Le Mali et la France, « de vieux amis »
« Je voudrais dire à nos partenaires français :Nous ne sommes pas contre la France, nous ne pouvons pas l’être d’ailleurs […] Les français qui sont morts ici, nous n’allons jamais les oublier. Les africains qui sont morts […] notre peuple ne peut pas les oublier.Mais ce que nous demandons : qu’on nous respecte, qu’on ne porte pas atteinte à notre dignité, qu’on ne nous insulte pas, qu’on ne nous empêche pas d’assurer la souveraineté de notre État. En France, en dehors de la communauté algérienne, la communauté la plus importante, ce sont les maliens. Leur poids dans l’économie est plus important que l’aide française à notre économie […] Vous croyez qu’un gouvernement responsable peut se mettre contre ce pays ? Nous ne le sommes pas. Mais il faut que les dirigeants français se disent que les époques ont changé, que les interlocuteurs à la tête du Mali ont changé, que le Mali n’est pas comme certains pays, faut pas qu’ils se trompent d’époque, d’interlocuteur et de pays, pour le reste, la France et le Mali sont de vieux amis, il peut avoir des scènes de ménage mais on va se retrouver… Avec les africains, nous ne doutons pas, avec la CEDEAO. »
Toutefois, le Premier ministre malien n’est pas dupe sur les intentions de la France au Sahel, comme le montrent les propos qu’il rapporte du commandant de la force Barkhane. « Nous étions venus ici il y a 100 ans, autrement dit en Afrique, nous sommes partis il y a 60 ans, nous sommes revenus pour 100 ans », a affirmé le haut gradé français. « Tirez vous-même les conclusions. Et les africains comprendront beaucoup de choses. Pourquoi au Mali nous avons toutes ses forces là : Barkhane, Takuba, G5 Sahel […] et ça ne fait qu’empirer. À la fin c’est la désintégration de l’État. La suite, on peut l’imaginer. », a conclu Choguel Maïga. Ces propos désignent ni plus ni moins, une recolonisation de l’Afrique par la militarisation, avec pour prétexte la lutte contre le terrorisme.

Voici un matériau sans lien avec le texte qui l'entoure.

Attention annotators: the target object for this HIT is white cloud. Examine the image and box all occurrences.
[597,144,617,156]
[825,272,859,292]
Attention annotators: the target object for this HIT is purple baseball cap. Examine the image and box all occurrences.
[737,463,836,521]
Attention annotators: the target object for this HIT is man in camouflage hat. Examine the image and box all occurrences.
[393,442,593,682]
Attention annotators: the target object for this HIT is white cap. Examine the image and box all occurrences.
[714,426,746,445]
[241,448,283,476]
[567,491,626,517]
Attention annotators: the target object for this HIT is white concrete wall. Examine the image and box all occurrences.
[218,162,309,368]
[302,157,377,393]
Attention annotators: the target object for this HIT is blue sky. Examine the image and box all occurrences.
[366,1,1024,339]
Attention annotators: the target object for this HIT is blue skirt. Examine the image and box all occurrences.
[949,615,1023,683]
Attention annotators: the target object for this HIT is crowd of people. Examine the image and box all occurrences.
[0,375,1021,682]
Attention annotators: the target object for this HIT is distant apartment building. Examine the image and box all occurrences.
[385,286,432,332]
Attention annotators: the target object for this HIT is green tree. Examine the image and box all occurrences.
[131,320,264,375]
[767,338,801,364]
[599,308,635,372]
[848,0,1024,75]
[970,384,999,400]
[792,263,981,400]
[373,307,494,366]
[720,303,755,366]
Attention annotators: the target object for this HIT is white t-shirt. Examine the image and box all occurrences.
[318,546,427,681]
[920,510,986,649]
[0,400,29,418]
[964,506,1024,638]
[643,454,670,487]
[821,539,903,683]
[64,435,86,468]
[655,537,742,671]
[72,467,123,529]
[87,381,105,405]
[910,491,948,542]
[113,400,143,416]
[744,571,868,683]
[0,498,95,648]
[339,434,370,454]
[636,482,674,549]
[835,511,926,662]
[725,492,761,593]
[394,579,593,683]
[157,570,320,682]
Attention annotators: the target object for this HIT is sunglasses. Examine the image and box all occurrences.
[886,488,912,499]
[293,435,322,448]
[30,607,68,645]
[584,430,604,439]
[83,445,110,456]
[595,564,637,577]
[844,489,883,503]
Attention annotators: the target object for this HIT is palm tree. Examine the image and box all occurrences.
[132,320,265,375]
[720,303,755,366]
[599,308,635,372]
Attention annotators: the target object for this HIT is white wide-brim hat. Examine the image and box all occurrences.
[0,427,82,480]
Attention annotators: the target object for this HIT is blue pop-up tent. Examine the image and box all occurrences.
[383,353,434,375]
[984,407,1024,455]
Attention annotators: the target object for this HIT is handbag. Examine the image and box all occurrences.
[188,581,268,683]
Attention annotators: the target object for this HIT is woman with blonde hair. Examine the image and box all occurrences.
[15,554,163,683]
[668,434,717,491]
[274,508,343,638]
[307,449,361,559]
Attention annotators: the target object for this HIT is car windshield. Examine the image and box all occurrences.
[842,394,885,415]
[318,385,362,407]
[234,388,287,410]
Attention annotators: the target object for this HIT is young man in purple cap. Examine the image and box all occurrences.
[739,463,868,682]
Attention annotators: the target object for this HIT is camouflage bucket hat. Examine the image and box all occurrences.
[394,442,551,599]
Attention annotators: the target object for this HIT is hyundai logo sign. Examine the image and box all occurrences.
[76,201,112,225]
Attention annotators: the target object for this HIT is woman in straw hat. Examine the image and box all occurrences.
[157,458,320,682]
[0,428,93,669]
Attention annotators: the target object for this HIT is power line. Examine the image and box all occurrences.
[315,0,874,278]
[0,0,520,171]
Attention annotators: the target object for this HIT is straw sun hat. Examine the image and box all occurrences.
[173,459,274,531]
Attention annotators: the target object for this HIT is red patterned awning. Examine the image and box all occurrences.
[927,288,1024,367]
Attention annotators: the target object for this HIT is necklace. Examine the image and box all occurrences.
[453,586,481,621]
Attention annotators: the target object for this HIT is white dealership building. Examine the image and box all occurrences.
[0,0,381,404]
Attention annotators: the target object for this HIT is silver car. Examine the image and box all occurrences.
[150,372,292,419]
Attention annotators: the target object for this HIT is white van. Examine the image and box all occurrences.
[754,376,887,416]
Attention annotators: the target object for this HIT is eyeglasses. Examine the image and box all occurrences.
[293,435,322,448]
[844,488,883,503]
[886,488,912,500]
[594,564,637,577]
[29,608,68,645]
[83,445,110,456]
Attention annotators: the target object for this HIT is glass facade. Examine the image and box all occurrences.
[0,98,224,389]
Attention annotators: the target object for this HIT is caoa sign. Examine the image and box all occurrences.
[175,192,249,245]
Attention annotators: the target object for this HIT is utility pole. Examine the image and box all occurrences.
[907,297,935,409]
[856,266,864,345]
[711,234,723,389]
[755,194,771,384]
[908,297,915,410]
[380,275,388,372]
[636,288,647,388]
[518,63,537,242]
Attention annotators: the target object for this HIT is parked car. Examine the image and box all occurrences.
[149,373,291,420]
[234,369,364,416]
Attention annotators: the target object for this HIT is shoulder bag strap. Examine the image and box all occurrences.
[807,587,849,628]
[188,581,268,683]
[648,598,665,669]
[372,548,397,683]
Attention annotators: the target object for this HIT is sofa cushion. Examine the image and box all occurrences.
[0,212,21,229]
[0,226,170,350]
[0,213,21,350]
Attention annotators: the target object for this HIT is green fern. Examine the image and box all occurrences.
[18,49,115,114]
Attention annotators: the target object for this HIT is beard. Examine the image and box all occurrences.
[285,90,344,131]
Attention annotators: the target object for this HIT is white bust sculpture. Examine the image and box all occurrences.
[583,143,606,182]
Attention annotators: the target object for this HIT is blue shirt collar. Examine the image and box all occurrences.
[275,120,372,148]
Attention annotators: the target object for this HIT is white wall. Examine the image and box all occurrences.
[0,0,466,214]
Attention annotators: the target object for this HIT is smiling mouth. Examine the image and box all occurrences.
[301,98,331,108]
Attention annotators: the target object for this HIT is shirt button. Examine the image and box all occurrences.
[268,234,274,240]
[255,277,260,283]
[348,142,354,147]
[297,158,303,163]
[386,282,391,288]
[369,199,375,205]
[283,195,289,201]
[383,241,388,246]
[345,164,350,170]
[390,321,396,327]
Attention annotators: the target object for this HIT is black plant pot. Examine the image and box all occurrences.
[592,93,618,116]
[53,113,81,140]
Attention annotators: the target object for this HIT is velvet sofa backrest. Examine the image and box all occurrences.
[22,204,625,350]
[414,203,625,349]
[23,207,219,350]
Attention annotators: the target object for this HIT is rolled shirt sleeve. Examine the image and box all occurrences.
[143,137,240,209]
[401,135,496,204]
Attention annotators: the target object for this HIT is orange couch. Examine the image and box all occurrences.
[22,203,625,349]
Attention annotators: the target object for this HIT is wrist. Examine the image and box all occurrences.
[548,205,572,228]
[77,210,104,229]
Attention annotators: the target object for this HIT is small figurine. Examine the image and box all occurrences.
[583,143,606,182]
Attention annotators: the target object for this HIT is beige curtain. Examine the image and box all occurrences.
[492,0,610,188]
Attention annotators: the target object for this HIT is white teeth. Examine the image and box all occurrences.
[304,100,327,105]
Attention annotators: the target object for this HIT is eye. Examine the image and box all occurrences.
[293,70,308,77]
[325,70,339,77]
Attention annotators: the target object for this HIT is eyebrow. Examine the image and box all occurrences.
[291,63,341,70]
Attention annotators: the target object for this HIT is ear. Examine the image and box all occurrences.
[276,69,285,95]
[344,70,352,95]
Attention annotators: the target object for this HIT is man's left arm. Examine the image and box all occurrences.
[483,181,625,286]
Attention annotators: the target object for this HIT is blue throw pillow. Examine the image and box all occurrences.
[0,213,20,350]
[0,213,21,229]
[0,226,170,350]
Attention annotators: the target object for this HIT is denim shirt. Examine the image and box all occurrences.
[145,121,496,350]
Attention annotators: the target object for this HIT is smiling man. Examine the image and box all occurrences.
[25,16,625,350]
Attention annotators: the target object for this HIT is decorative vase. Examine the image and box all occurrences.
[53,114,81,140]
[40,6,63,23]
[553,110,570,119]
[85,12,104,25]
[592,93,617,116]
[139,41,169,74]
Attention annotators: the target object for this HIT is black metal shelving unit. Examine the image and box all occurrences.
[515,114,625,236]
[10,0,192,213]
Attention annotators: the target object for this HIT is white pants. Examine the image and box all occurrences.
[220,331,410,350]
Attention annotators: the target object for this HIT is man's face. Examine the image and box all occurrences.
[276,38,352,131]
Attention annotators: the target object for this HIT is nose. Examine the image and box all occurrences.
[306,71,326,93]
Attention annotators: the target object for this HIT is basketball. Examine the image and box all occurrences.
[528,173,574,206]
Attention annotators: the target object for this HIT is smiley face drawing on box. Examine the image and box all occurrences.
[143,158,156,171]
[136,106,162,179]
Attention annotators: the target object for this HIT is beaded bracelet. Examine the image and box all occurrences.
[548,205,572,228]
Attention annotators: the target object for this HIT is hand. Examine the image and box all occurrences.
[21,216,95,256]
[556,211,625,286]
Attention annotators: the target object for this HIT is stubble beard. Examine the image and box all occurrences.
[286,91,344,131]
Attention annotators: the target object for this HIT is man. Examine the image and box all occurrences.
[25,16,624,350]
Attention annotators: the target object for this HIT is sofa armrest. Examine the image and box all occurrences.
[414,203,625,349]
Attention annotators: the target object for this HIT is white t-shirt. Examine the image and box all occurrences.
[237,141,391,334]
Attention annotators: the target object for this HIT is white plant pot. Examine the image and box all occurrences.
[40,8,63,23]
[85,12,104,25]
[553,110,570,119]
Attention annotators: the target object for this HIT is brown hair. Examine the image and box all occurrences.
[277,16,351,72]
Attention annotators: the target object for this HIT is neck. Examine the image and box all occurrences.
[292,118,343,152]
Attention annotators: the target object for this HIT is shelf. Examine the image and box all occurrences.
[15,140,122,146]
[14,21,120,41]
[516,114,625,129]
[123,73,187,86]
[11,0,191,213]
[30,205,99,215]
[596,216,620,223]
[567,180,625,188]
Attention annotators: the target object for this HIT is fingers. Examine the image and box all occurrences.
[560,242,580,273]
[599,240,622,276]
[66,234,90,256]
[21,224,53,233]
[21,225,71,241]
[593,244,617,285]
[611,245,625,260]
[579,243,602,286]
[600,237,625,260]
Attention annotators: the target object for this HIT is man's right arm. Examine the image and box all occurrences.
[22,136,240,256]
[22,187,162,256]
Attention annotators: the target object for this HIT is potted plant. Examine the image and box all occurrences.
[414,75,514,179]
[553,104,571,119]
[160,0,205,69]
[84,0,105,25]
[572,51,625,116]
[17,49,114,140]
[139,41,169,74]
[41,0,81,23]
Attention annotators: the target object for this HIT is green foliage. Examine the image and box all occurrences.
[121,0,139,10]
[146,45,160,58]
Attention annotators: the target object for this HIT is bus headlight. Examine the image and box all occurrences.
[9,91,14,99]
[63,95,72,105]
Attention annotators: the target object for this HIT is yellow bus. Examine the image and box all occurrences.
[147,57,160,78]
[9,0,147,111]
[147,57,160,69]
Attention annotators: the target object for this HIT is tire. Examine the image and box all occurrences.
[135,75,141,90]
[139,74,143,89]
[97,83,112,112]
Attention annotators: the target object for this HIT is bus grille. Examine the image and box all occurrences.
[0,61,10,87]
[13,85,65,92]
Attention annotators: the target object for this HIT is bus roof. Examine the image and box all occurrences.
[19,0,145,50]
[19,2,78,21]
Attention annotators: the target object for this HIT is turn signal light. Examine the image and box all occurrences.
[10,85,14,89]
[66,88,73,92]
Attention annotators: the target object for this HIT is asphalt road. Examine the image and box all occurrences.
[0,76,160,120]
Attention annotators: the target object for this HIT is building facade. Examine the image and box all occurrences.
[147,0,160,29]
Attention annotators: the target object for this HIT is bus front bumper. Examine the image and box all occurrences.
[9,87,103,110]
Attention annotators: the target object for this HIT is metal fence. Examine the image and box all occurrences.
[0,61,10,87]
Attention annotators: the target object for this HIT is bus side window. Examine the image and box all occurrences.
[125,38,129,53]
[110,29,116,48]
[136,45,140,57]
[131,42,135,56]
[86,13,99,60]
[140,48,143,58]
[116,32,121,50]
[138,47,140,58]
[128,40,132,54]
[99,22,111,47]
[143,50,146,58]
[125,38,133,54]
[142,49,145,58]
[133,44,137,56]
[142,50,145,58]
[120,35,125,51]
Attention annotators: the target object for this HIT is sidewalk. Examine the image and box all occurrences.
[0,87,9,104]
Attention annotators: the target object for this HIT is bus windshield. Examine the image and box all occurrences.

En outre, nous apprenons que le Mali a demandé que des amendements soient apportés aux traités de défense (dont Barkhane et Takuba) qui le lient à la France. « Nous voulons relire les accords déséquilibrés qui font de nous un État qui ne peut même pas survoler son territoire sans l’accord de la France. », annonçait déjà le Premier ministre malien.